The US Air Force Plans to Transmit Solar Power Collected in Space down to the Ground

Nov 6, 2019 07:51 PM ET
  • The Space Solar project will supply electricity to distant military posts, with no necessity to endanger convoys.
The US Air Force Plans to Transmit Solar Power Collected in Space down to the Ground

The United States Air Force is researching radiation gathered in space downward to Earth to provide the distant military positions with sufficient electrical power. Such a technology is predicted to reduce the quantity of fuel-loaded convoys which must cross dangerous areas where they can be easily attacked. 

The Air Force cooperates with Northrop Grumman Corporation on Space Solar Power Initiative. SSPI is meant to gather sun power in space with the help of PV panels, invert it into RF emission and then send it downward to remote military positions. 

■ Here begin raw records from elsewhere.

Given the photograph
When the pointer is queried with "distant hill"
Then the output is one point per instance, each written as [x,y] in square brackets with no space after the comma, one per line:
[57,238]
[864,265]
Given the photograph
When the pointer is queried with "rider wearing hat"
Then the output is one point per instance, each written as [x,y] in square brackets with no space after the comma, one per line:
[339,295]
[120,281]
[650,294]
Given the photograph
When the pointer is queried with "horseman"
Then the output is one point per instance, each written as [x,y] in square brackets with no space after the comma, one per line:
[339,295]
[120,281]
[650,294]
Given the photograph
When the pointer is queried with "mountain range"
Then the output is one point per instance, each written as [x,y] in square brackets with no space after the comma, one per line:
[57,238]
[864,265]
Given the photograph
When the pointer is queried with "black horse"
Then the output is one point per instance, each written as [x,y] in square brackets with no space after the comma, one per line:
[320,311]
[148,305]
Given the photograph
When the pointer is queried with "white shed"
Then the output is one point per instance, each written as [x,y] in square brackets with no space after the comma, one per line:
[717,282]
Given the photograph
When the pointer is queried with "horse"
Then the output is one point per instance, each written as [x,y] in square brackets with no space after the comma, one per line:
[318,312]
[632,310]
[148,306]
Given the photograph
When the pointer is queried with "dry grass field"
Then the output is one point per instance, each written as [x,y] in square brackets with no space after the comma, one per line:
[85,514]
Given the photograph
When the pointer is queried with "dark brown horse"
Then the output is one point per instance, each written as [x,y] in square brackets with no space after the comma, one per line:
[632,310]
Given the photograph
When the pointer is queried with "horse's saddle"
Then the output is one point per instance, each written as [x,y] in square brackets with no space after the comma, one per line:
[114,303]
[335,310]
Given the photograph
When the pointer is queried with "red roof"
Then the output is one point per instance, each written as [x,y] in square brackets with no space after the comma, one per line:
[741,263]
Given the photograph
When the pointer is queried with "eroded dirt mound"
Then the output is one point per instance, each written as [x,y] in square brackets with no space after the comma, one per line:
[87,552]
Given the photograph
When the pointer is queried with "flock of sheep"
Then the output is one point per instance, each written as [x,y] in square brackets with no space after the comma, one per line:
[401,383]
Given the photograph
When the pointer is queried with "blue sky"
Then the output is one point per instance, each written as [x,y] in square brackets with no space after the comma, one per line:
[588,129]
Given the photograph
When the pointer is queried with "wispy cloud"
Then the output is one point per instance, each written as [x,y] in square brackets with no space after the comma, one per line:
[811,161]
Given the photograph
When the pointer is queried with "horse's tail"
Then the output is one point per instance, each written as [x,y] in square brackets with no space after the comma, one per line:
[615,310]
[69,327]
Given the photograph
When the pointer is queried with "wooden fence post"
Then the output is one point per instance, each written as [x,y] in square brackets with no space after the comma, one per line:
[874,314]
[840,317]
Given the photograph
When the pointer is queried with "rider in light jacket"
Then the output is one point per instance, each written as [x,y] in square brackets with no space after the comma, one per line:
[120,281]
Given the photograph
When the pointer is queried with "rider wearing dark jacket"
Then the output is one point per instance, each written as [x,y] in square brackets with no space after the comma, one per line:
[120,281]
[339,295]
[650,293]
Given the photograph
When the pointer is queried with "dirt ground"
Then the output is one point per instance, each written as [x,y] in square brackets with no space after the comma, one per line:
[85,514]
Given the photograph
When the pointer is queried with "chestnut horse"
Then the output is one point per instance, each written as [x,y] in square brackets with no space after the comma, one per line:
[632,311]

Space Solar project offers a few attractive advantages. The optimal location for sun power collection is space. The atmosphere of our planet reflects approximately 30% of the power collected back. If located in a correct way, solar satellites can be directed totally toward sun, producing maximum electricity volume. It is endless noon in space, 24/7. 

The only challenge of such systems is how to get electricity to earth. Cable laying from space to the earth is impractical, that is why the USAF would like to turn electricity to some media which could be delivered in a wireless way, for example in the form of radiofrequency. There will be special on-earth stations to receive the signals and convert them back into electricity. 

Today, in battle areas throughout the globe, the American military forces send convoys to deliver fuel for generators to distant outposts. The convoys with diesel-loaded lorries are vulnerable to hostile attacks. Thanks to Space Solar stations, energy will be transmitted directly to a military post, without the necessity to send soldiers to dangerous zones. 

The PV panels installed on satellites are likely to be two times larger than a normal football field. The project is still under development, no time schedule for the system ready to use is yet announced.